Membro do laboratório de estudos de países emergentes (BRICs) de renomada univesidade americana, Troyo explica, porém, que nem tudo é negativo no cenário atual. Apesar das dificuldades com a nova política da Casa Branca, os emergentes podem ser beneficiar do processo de “fechamento” da economia americana. O especialista acredita que a redução da participação dos EUA no comércio e na política mundial, caso confirmados, deve abrir espaço para a maior atuação dos emergentes, em especial, da China.
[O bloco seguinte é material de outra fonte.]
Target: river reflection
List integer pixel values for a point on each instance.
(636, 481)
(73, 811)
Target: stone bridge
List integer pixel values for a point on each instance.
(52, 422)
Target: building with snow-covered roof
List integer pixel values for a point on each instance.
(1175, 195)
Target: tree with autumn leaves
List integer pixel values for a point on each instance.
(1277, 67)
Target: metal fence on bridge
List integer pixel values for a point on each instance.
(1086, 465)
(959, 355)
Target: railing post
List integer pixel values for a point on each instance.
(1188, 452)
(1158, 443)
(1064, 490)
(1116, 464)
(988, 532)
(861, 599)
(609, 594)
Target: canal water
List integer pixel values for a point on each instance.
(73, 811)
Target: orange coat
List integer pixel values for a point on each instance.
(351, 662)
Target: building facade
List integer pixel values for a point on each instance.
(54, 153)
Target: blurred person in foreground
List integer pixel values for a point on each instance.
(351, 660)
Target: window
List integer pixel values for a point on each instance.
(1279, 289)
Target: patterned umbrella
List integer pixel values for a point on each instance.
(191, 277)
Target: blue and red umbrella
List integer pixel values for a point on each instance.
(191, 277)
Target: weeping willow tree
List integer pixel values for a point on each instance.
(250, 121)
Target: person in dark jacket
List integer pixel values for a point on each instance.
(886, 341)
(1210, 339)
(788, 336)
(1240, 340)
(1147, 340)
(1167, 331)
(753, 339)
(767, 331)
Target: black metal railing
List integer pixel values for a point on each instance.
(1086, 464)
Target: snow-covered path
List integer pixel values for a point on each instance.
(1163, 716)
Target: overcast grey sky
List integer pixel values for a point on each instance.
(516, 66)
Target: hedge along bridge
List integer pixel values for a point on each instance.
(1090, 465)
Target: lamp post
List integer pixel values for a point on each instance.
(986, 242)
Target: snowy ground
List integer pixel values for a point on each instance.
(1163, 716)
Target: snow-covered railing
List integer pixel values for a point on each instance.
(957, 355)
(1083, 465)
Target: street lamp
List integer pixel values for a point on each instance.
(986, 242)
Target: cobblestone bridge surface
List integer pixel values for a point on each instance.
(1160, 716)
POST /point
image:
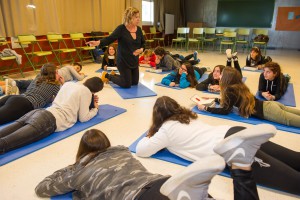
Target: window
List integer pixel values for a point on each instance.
(147, 12)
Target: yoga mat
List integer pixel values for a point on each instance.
(163, 72)
(287, 99)
(205, 76)
(249, 70)
(162, 85)
(251, 120)
(166, 155)
(101, 70)
(136, 91)
(105, 112)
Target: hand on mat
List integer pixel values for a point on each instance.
(93, 43)
(201, 107)
(96, 100)
(172, 84)
(214, 88)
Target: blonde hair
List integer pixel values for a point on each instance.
(231, 84)
(148, 53)
(128, 15)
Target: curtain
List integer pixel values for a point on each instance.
(61, 16)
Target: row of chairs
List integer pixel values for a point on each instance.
(229, 37)
(36, 56)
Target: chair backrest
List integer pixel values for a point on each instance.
(219, 30)
(243, 31)
(230, 34)
(260, 31)
(26, 39)
(210, 30)
(54, 37)
(229, 30)
(76, 36)
(197, 31)
(152, 29)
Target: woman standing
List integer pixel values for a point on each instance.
(131, 43)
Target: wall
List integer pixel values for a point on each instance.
(206, 11)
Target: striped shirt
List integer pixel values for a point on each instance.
(42, 94)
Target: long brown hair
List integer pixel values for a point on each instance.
(166, 108)
(106, 54)
(276, 69)
(191, 77)
(231, 84)
(92, 143)
(48, 74)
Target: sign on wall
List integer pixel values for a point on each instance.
(288, 19)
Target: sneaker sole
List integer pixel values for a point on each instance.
(265, 131)
(195, 171)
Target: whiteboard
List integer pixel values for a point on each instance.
(169, 24)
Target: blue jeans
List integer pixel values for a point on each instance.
(32, 127)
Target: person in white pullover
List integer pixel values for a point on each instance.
(73, 101)
(177, 129)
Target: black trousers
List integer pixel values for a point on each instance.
(32, 127)
(127, 77)
(284, 171)
(13, 107)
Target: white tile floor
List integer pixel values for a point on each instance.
(19, 178)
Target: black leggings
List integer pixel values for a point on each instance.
(284, 171)
(13, 107)
(236, 65)
(127, 77)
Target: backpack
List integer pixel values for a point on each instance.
(261, 38)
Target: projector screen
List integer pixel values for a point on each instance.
(169, 24)
(245, 13)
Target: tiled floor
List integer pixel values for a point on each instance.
(19, 178)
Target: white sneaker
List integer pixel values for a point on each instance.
(228, 53)
(240, 148)
(193, 181)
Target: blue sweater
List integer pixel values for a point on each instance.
(183, 82)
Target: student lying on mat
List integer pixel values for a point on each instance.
(272, 83)
(235, 93)
(185, 76)
(105, 172)
(148, 57)
(176, 128)
(39, 93)
(212, 83)
(69, 72)
(166, 62)
(71, 103)
(110, 57)
(255, 59)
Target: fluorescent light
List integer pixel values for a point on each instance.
(31, 6)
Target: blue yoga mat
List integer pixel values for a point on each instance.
(101, 70)
(251, 120)
(205, 76)
(163, 72)
(287, 99)
(105, 112)
(162, 85)
(249, 70)
(166, 155)
(136, 91)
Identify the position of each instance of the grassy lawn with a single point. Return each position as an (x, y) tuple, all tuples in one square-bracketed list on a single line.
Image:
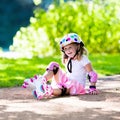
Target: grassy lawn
[(14, 71)]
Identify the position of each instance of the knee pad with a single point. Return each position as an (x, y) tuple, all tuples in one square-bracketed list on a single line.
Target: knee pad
[(92, 76), (63, 91), (53, 66)]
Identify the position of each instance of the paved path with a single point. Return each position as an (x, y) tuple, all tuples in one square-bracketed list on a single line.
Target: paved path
[(18, 104)]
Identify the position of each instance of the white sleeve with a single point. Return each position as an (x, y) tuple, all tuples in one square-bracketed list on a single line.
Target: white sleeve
[(85, 60)]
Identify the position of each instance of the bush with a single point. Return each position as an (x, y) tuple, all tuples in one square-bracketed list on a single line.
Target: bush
[(98, 24)]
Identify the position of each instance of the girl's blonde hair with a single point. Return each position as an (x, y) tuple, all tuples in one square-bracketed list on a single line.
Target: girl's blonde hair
[(82, 51)]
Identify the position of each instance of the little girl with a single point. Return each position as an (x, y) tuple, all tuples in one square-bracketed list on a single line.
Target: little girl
[(78, 66)]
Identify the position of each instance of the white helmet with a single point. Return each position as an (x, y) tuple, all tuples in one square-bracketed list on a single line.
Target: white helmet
[(70, 38)]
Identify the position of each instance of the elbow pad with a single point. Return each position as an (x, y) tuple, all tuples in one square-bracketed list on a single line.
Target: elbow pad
[(92, 76), (53, 66)]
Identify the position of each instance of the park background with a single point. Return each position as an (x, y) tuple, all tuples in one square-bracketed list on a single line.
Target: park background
[(31, 31)]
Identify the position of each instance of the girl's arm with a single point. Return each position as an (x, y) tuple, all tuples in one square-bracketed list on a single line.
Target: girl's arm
[(92, 75)]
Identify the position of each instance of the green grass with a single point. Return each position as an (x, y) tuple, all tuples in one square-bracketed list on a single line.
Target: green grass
[(14, 71)]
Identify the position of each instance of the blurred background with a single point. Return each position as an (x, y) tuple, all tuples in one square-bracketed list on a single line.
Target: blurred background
[(35, 27)]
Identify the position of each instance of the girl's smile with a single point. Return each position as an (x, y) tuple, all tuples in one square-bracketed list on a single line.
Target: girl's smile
[(70, 50)]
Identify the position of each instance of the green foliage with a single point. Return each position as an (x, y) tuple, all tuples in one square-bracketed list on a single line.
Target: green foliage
[(14, 71), (98, 24)]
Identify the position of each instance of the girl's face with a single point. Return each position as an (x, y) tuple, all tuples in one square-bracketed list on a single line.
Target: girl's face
[(70, 50)]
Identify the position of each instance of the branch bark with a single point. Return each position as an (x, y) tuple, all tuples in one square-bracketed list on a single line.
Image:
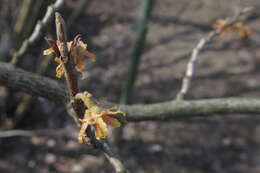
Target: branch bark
[(42, 24), (37, 85)]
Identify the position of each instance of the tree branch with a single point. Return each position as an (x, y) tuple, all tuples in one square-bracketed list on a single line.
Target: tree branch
[(37, 32), (200, 46), (45, 87)]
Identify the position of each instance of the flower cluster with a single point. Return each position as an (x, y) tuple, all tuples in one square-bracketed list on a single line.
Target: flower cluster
[(98, 116), (77, 50)]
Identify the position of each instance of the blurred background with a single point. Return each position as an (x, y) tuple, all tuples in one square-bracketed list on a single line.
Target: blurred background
[(228, 67)]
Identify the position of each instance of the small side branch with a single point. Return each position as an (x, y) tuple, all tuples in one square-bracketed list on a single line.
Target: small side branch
[(199, 47), (41, 25), (77, 105)]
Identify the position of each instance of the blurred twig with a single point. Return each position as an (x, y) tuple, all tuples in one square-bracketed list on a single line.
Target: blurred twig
[(36, 33), (142, 27), (200, 46)]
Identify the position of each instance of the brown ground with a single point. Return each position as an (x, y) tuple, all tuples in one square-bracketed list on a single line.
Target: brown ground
[(228, 67)]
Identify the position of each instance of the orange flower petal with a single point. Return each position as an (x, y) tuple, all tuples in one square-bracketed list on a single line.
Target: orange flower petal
[(48, 51), (59, 71), (111, 121), (58, 60), (82, 132), (90, 55), (101, 128)]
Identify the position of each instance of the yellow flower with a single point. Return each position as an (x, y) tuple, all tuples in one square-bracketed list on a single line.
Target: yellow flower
[(77, 50), (96, 115)]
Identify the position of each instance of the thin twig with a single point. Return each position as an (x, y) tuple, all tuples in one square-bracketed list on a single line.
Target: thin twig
[(77, 105), (199, 47), (38, 31)]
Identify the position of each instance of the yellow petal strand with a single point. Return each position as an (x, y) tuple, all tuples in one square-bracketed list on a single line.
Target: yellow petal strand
[(80, 65), (82, 132), (59, 71), (83, 45), (58, 60), (111, 121), (101, 128), (48, 51), (90, 55)]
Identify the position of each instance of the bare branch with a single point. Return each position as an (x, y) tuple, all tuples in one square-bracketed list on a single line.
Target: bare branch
[(41, 25), (34, 84), (77, 105), (199, 47)]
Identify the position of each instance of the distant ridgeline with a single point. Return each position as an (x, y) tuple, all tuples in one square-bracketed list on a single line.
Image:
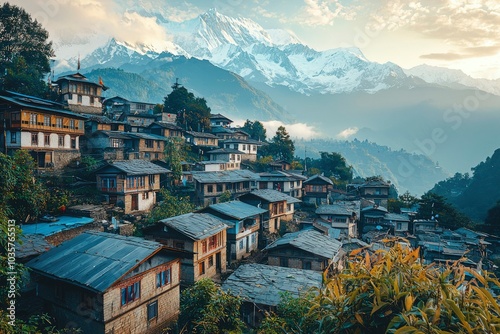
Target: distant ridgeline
[(408, 172), (474, 195)]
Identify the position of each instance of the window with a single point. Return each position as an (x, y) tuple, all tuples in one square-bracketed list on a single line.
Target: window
[(131, 293), (33, 118), (34, 139), (152, 310), (163, 278), (202, 268)]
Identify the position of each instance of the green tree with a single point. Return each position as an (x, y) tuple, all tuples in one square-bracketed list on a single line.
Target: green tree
[(192, 112), (176, 151), (433, 205), (281, 146), (206, 308), (393, 292), (169, 206), (24, 51), (492, 221), (255, 129), (24, 197)]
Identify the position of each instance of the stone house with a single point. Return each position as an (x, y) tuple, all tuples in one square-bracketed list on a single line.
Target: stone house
[(50, 133), (305, 249), (131, 184), (200, 239), (244, 223), (107, 283), (317, 190), (209, 186), (279, 207)]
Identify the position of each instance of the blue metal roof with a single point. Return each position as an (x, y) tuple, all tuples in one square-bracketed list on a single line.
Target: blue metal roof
[(237, 209), (196, 226), (95, 260)]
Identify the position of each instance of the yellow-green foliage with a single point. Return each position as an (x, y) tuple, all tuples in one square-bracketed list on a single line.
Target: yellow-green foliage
[(394, 292)]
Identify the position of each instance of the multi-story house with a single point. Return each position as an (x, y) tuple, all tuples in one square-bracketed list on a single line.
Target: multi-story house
[(80, 94), (107, 283), (248, 147), (279, 207), (50, 133), (317, 190), (376, 191), (130, 184), (201, 139), (231, 158), (209, 186), (201, 240), (165, 129), (244, 223), (287, 183), (306, 249)]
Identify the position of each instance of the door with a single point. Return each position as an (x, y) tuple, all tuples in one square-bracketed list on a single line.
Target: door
[(218, 262), (135, 202)]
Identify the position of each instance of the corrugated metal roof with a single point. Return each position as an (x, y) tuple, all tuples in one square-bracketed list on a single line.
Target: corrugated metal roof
[(225, 176), (196, 226), (263, 284), (137, 167), (237, 209), (64, 223), (272, 195), (321, 177), (94, 259), (309, 241)]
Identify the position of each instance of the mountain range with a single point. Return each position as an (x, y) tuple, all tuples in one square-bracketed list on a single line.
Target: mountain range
[(247, 72)]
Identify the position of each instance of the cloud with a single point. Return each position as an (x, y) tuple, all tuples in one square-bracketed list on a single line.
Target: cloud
[(462, 23), (323, 12), (345, 134)]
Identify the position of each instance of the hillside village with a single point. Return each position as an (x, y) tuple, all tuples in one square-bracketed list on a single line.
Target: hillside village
[(101, 266)]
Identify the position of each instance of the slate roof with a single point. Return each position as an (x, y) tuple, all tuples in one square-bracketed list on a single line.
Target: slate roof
[(263, 284), (321, 177), (136, 167), (237, 209), (397, 217), (28, 101), (224, 151), (95, 260), (310, 241), (201, 134), (196, 226), (225, 176), (272, 195)]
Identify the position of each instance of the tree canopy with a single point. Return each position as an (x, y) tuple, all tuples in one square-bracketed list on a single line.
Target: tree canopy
[(255, 129), (24, 51), (192, 112), (393, 292)]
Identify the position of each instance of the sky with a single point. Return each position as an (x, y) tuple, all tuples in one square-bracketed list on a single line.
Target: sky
[(458, 34)]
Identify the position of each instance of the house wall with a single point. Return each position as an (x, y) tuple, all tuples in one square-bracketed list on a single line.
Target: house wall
[(133, 318)]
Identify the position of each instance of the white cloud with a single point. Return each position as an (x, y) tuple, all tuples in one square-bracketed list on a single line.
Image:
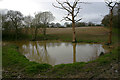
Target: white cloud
[(31, 6)]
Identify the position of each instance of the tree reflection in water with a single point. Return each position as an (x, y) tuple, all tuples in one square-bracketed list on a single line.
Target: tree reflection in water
[(37, 52), (60, 52)]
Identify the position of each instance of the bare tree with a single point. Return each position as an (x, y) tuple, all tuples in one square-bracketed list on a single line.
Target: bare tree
[(73, 11), (16, 18), (45, 18), (36, 23), (28, 22), (111, 4)]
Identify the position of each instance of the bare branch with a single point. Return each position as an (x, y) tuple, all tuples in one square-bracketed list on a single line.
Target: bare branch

E o Brasil deve aprofundar ainda mais as relações não apenas com a economia chinesa, mas também com a Índia e outros países da América Latina. Confira a seguir a entrevista na íntegra:
Investidor Institucional – Explique a tendência de “desglobalização” que o mundo está enfrentando nos último anos.
Marcos Troyo – Há uma verdadeira reversão na lógica do contexto internacional que tínhamos há 25 anos. Naquela época, no início da década de 90, tínhamos um fortalecimento do processo de globalização. Hoje esse processo é questionado pela política industrial de vários países do mundo com o favorecimento de conteúdo local. Isso impõe maiores dificuldades para a circulação de bens, serviços e pessoas. Essa circulação já foi muito maior que hoje.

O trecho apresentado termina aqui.